Was gehört auf den Speiseplan eines Hundes?

Fleisch

Muskelfleisch und Innereien liefern unseren Hunden und Katzen Proteine, Fette, Vitamine, Mineralien und dienen als Engeriegrundlage. Dabei weisen sie eine optimale Aminosäuren-Zusammensetzung auf und die Verdaulichkeit liegt bei 98%! Je fetter die verwendete Fleischsorte ist, desto energiereicher ist sie.

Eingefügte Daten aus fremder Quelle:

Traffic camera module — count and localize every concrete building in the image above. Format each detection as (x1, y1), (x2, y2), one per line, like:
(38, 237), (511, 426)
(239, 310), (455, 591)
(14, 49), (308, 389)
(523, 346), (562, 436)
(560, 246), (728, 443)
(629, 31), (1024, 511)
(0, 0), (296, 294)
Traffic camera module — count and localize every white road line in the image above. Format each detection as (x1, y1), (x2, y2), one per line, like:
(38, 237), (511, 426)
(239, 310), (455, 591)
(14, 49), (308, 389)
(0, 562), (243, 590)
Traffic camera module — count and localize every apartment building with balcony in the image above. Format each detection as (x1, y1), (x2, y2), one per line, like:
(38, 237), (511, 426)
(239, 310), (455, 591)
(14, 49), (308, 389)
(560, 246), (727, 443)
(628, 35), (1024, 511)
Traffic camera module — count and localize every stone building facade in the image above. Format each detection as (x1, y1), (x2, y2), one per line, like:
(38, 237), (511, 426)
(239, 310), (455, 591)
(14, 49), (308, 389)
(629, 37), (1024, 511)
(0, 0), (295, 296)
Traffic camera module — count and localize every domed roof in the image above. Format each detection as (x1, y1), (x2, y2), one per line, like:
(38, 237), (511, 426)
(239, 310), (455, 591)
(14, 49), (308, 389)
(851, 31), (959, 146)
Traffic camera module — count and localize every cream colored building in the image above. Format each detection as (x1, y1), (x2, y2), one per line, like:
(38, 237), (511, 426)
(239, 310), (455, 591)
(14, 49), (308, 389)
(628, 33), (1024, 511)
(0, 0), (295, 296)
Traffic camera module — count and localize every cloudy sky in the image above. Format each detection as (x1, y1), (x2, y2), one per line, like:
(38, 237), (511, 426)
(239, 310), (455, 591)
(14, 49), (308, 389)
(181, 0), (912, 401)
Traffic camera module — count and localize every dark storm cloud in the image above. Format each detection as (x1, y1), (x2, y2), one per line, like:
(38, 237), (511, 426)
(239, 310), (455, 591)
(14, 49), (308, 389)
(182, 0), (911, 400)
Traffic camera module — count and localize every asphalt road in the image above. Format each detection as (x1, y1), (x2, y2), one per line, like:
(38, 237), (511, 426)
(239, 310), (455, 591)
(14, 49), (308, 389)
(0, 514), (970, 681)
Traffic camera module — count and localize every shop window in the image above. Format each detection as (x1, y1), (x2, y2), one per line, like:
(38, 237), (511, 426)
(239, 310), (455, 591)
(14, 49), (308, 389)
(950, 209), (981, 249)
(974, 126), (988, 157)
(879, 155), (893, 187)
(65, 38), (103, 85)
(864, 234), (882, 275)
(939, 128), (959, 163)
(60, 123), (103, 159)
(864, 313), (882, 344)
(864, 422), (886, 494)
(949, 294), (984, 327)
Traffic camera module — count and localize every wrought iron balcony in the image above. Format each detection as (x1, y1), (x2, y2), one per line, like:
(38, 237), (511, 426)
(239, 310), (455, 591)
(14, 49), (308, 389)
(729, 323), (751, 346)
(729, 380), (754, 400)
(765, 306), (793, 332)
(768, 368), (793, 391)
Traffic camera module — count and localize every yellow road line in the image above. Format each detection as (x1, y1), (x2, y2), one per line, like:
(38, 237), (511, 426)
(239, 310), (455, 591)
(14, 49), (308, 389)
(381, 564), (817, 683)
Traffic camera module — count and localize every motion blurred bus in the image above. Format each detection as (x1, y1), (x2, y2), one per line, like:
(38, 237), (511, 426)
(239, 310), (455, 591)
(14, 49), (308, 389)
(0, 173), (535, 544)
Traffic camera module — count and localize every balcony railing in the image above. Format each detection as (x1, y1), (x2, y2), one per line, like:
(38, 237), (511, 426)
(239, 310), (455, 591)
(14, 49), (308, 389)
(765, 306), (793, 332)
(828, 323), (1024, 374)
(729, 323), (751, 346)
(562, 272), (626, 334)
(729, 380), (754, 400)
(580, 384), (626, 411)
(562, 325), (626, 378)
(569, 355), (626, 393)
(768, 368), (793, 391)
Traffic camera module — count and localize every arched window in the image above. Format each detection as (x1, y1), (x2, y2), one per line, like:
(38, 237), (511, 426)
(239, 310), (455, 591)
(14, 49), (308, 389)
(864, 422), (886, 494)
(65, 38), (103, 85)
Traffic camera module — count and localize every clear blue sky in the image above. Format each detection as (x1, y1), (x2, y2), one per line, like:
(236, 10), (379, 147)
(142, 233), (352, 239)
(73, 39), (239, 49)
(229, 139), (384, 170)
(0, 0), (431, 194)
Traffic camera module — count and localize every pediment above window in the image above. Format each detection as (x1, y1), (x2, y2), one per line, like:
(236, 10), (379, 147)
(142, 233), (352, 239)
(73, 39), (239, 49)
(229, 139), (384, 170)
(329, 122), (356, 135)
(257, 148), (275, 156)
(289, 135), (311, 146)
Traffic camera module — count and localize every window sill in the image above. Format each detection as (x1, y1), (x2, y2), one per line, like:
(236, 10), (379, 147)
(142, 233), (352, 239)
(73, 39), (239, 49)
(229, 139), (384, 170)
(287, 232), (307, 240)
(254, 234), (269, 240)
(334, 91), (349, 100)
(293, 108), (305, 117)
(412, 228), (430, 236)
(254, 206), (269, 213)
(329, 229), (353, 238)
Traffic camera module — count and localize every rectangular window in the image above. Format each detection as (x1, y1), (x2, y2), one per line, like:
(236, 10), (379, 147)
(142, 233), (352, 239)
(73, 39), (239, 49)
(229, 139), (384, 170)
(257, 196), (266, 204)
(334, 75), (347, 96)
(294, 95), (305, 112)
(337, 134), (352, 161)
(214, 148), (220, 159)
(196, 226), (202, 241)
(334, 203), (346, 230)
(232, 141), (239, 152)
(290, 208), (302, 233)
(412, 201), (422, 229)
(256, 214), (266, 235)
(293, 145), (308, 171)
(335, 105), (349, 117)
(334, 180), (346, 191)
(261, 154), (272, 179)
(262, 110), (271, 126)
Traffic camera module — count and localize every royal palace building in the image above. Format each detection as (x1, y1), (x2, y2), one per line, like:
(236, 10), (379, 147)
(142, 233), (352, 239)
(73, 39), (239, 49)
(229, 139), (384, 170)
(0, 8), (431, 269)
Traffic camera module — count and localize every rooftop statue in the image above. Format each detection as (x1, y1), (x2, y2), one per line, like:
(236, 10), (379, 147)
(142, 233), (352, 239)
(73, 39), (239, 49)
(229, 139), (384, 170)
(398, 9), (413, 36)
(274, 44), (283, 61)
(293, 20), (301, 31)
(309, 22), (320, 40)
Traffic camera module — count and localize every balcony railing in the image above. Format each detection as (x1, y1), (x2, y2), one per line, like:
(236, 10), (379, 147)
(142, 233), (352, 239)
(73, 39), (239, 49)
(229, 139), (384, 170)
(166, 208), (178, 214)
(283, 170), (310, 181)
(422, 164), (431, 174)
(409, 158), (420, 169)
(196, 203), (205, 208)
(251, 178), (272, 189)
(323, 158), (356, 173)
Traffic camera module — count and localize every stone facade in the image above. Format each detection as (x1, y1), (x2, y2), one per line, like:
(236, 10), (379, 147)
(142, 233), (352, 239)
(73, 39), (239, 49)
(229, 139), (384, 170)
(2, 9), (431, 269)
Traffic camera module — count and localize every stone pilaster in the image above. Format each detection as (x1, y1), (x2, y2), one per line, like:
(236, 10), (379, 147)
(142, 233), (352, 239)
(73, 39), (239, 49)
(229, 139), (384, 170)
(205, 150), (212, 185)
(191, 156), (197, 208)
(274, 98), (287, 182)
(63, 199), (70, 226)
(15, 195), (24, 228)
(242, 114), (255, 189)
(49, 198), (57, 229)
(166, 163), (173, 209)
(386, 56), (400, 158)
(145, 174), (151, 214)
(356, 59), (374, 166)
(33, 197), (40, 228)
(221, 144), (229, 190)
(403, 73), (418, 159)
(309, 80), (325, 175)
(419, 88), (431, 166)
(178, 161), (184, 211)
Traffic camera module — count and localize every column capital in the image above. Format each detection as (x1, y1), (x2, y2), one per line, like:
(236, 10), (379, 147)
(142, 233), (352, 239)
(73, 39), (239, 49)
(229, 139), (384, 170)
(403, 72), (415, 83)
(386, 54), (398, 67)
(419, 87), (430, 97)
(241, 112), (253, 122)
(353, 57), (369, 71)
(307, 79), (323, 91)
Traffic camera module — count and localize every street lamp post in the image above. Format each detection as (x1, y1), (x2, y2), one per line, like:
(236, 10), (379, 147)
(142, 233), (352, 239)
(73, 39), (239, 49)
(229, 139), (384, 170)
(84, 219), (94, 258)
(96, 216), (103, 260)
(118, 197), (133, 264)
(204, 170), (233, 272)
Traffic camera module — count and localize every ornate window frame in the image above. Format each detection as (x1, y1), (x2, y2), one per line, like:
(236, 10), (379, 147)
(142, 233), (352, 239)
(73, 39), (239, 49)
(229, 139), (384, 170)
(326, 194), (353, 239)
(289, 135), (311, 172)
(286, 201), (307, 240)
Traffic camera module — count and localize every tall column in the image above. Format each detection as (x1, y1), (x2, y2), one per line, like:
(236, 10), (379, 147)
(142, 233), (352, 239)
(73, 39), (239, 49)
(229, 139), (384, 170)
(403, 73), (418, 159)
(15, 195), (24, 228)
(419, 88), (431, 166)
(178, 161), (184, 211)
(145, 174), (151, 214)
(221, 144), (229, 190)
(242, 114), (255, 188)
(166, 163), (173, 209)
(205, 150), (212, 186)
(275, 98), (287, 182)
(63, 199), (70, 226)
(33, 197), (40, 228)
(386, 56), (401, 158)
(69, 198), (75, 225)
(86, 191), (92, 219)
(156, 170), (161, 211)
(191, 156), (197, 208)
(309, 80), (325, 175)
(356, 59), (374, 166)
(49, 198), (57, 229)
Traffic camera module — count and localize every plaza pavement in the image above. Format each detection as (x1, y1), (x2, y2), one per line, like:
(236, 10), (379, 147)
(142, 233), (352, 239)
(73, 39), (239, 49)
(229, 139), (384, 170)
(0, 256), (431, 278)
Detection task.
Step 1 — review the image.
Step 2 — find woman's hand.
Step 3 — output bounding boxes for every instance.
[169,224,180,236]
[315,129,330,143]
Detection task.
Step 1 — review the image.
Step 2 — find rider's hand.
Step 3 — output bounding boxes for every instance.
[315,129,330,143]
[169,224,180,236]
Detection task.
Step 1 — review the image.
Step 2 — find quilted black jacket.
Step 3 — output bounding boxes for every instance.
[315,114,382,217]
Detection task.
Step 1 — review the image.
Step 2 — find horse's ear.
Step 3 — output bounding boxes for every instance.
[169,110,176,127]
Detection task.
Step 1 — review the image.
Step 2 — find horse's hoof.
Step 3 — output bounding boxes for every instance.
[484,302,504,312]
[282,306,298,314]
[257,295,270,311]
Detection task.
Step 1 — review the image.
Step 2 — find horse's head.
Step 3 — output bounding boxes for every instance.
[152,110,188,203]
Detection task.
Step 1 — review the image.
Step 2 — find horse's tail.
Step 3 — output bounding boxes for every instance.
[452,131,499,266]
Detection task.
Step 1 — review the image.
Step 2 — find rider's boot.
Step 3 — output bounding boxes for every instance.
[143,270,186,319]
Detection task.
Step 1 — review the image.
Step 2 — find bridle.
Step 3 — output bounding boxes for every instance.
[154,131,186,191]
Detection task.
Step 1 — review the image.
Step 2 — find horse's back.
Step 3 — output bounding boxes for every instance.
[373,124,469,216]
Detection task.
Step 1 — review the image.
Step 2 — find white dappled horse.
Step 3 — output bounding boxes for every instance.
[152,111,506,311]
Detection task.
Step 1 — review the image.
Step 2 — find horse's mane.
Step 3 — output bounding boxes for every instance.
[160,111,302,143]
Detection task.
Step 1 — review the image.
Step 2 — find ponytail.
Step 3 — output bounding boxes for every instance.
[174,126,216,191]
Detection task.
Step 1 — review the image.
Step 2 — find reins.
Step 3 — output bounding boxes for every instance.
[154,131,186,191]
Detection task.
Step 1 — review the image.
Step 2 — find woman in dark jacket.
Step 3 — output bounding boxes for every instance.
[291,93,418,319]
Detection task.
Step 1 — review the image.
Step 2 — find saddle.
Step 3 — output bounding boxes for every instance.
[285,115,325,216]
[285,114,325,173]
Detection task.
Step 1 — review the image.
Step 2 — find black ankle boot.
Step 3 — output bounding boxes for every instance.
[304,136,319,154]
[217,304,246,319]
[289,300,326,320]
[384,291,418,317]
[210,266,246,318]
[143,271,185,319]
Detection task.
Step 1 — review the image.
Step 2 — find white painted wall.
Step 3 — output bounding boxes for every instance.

Mageres Fleisch Fettes Fleisch
Pute, Huhn, Pferd, Lamm, Ziege Rinderhochrippe, Kopffleisch, Ente, Hackfleisch

Kohlenhydrate

Als Energiegrundlage dienen in der Hundeernährung häufig Kohlenhydrate in Form von Kartoffeln, Nudeln oder Reis. Nach über 50 Jahren Erfahrung in der Tierernährung reduzieren wir guten Gewissens unseren Kohlenhydratanteil auf maximal 30%. Wir halten einen zu hohen Kohlenhydratanteil nicht nur für nicht-artgerecht, sondern sogar für gefährlich und gesundheitsschädigend. Als Energieträger empfehlen wir stattdessen tierische Proteine und Fette zu verwenden, angelehnt an das Fressverhalten des Wolfes. Wenn Sie in Ihrer Ration Kohlenhydrate verwenden möchten, sollten Sie dabei glutenreiche Sorten wie Weizen oder Roggen vermeiden, da diese im Verdacht stehen, Allergien auszulösen. Glutenfreie Alternativen sind zum Beispiel Quinoa oder Buchweizen.

Übrigens: Katzen sind reine Carnivoren und besitzen keine Amylase – das ist das Enzym, das normalerweise Stärke im Magen-Darm-Trakt spaltet. Katzen sollten also unbedingt kohlenhydratarm ernährt werden, da sonst schwere gesundheitliche Folgen auftreten können!

Ziege braun weiß

Ziegen haben besonders mageres Fleisch.

Innereien

Innereien sind besonders wichtig, um unsere Vierbeiner mit ausreichend Vitaminen und Mineralien zu versorgen. 100 Gramm Kalbsleber enthalten 11 mg Eisen, 5,0 mg Kupfer, 8,0 mg Zink, 73000 IE Vitamin A und 60 IE Vitamin D. So reichen beispielsweise 0,5–1 g Leber/kg Körpergewicht zur Versorgung eines normalen Hundes mit Vitamin A aus – ein 20kg schwerer Beispielhund sollte also zwischen 10 und 20 Gramm Leber pro Tag bekommen, um seinen Bedarf zu decken.

Vorsicht bei der Leberverfütterung

Vorsicht: Bei einer zu hohen Dosis Leber kann es zu einer Überversorgung mit Vitamin A kommen! Genauso wie Vitamin E und D kann es nicht einfach vom Körper ausgeschieden werden, sondern reichert sich in den Organen an. Die Folgen einer Hypervitaminose A sind Bewegungsstörungen, Schmerzen, Gelenkprobleme, Knochen- und Nervenstörungen.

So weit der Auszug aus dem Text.